TCP makes NAT traversal harder, not easier. WebRTC can be peer to peer thanks to its use of UDP, not in spite of it. The complications of STUN comes from NAT, not from UDP. The complications of TURN comes from firewalls (or overly restrictive (i.e bad) NATs), not from UDP.
Except they wanted to build something usable? If I could snap my fingers and make IPv6 deployment and usability, I and I'm sure WebRTC folks would. This entire stance is even more hard to mesh with the real world given how long WebRTC has been in development and use.
Well, the idea behind would be to move to a clean ipv6/tcp protocol stack at the same pace than ipv6 deployment.
The best compromise would have been a dual stack: the clean pure p2p ipv6/tcp, and the brain f*cked ipv4/nat/upnp/turn/stun/etc.

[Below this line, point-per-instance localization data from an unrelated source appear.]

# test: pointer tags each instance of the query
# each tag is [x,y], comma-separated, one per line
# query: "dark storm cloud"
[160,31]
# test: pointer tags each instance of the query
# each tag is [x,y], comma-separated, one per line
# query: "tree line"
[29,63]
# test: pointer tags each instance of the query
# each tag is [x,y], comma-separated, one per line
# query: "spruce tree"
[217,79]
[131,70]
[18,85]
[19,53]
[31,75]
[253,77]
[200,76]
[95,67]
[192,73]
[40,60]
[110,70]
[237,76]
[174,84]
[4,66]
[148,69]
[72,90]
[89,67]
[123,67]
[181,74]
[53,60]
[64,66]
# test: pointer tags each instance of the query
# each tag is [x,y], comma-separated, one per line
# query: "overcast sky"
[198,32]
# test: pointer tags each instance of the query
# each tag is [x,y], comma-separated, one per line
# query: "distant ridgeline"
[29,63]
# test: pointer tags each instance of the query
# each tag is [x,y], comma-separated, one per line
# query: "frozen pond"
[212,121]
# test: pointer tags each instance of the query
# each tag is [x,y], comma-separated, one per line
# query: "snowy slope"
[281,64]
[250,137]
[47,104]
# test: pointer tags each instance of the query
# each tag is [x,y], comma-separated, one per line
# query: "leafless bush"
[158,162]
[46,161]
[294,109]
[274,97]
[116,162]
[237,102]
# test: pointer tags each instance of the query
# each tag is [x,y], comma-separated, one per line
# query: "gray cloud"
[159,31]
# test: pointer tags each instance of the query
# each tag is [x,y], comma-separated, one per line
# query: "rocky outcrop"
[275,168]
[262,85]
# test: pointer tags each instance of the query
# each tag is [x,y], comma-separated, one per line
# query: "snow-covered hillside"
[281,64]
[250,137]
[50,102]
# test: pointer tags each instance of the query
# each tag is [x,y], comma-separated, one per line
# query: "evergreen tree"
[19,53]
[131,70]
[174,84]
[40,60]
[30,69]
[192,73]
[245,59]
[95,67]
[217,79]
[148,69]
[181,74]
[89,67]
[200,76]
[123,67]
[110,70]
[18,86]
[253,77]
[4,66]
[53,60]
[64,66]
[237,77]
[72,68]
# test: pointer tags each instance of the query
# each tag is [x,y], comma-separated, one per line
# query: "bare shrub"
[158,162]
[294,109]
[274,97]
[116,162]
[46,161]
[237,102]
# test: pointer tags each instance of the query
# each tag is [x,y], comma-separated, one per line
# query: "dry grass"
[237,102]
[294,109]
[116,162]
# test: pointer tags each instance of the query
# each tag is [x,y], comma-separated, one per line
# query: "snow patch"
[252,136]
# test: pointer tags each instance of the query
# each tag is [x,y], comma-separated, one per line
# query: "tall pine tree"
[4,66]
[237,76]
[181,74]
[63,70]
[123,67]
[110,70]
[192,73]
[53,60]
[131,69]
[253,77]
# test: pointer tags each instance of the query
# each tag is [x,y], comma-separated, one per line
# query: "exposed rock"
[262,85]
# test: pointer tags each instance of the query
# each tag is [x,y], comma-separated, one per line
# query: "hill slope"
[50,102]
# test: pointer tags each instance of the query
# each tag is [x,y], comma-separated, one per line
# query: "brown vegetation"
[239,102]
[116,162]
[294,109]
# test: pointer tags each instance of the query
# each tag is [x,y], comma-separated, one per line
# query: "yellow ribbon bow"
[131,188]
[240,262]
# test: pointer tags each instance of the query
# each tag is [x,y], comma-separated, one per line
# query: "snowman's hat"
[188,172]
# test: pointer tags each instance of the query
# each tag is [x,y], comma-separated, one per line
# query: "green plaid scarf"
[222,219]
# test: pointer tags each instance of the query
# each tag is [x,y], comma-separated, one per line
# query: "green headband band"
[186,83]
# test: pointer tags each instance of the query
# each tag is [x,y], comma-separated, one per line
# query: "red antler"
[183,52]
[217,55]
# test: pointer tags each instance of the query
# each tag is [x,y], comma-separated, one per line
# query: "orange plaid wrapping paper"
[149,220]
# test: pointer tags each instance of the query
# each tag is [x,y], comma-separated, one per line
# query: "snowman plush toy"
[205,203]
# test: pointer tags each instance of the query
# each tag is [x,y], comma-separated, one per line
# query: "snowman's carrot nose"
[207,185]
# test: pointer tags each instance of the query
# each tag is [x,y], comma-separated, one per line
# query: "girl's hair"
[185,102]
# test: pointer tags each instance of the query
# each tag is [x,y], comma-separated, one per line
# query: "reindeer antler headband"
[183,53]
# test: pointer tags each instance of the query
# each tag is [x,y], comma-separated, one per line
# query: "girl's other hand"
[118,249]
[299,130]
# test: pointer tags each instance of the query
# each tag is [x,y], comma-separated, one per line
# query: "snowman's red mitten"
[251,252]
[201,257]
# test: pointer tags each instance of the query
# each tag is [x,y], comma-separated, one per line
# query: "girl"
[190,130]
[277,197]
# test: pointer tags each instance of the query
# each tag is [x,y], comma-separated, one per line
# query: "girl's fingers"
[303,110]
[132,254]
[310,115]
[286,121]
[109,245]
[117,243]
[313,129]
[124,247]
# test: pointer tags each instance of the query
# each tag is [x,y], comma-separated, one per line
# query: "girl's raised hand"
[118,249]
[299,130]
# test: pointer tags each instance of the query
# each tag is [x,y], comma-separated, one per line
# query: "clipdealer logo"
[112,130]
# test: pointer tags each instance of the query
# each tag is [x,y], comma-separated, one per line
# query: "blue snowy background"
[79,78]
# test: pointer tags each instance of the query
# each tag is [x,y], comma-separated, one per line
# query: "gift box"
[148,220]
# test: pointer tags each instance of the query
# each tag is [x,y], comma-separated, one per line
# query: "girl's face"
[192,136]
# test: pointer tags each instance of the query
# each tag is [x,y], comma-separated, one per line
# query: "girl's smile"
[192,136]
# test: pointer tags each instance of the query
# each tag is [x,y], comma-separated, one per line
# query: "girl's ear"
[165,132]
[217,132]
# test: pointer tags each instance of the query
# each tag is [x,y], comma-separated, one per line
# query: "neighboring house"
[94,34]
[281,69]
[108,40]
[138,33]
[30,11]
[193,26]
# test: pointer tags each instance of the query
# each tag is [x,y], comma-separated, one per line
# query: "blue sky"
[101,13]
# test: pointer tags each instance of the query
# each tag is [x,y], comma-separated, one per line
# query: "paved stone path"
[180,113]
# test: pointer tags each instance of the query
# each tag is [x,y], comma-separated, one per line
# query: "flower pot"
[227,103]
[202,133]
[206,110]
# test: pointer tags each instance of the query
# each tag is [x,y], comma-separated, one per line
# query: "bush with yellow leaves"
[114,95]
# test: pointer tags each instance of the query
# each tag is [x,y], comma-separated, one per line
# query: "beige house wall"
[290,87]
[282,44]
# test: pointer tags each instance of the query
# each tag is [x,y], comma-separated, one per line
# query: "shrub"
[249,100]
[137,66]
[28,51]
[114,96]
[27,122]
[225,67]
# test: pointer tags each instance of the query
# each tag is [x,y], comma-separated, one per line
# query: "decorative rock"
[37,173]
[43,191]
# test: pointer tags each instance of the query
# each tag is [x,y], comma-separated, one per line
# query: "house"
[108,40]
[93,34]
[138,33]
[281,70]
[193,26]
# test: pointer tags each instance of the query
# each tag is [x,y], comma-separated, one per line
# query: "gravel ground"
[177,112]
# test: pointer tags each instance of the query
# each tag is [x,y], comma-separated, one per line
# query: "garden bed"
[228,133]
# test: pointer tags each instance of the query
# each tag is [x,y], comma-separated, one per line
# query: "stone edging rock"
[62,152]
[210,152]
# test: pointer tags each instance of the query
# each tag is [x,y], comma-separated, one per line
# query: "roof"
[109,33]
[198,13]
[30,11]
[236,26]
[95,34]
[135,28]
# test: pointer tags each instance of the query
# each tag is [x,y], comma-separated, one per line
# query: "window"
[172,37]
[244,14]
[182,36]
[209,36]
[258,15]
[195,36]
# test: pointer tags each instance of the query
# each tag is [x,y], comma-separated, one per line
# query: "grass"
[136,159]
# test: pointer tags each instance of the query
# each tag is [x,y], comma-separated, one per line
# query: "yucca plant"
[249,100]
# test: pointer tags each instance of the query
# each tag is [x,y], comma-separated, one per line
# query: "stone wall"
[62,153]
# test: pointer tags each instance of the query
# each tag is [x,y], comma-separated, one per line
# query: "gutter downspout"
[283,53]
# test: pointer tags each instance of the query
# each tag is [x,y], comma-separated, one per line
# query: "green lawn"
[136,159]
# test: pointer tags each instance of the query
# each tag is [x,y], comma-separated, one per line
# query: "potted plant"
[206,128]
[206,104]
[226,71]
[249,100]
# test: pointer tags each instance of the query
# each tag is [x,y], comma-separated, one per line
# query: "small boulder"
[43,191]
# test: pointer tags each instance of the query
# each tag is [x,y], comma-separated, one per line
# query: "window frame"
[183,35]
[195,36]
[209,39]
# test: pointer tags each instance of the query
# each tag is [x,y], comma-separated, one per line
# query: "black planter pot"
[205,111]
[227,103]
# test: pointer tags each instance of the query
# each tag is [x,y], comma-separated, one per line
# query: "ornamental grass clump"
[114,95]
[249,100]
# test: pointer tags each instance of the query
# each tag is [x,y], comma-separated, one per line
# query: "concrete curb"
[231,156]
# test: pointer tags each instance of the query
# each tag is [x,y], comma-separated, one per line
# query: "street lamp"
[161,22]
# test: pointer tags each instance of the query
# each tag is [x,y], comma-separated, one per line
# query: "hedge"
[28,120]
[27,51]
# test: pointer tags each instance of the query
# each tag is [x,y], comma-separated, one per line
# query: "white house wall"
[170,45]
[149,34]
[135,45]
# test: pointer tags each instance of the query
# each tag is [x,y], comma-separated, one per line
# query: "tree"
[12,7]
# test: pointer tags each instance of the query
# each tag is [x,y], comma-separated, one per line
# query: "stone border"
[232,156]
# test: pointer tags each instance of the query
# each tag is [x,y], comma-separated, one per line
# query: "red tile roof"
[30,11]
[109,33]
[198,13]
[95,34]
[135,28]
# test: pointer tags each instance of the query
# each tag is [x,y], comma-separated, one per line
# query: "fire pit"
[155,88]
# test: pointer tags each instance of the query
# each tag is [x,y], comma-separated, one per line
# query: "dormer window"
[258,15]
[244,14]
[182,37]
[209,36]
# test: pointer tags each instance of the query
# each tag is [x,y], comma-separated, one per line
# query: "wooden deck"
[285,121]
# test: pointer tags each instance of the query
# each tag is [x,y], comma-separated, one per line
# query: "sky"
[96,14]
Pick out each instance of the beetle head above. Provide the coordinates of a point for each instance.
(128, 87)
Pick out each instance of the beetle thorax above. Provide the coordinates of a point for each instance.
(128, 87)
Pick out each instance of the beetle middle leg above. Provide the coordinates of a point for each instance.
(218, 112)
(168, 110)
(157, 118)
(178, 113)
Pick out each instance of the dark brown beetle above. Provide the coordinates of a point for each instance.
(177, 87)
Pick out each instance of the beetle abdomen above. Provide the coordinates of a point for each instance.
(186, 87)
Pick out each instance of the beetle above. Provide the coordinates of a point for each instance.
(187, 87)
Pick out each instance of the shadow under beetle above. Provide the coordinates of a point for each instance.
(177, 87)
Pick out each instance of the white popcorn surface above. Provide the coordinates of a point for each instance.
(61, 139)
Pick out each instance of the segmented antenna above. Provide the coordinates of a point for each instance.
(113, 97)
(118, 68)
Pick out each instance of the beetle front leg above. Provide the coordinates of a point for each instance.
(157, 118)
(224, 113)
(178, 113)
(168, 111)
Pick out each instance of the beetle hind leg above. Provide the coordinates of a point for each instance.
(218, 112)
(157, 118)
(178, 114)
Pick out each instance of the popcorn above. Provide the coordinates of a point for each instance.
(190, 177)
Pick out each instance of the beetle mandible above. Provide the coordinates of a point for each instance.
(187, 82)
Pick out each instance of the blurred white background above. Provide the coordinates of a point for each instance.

To have a clean and brutal split between the 2.
In my country, people would mostly run the clean ipv6/tcp protocol stack. And I am thinking REALLY simple: no transcode in the protocol (only the node will decide if it needs to transcode), one stream, buffered (it's not a video call). Yeah... excrutiatingly simple, then with many alternative implementations, aka sane.
But, it is kind of a dream, I know CDNs and streaming services won't let that happen in any way, I would not be surprised to see some DDOS-ing "from" them to keep people slaves of their big tech "centralized" services.
I think that will be unavoidable unless HTTP3/QUIC or IPv6 gains widespread support on all kinds of network infrastructure.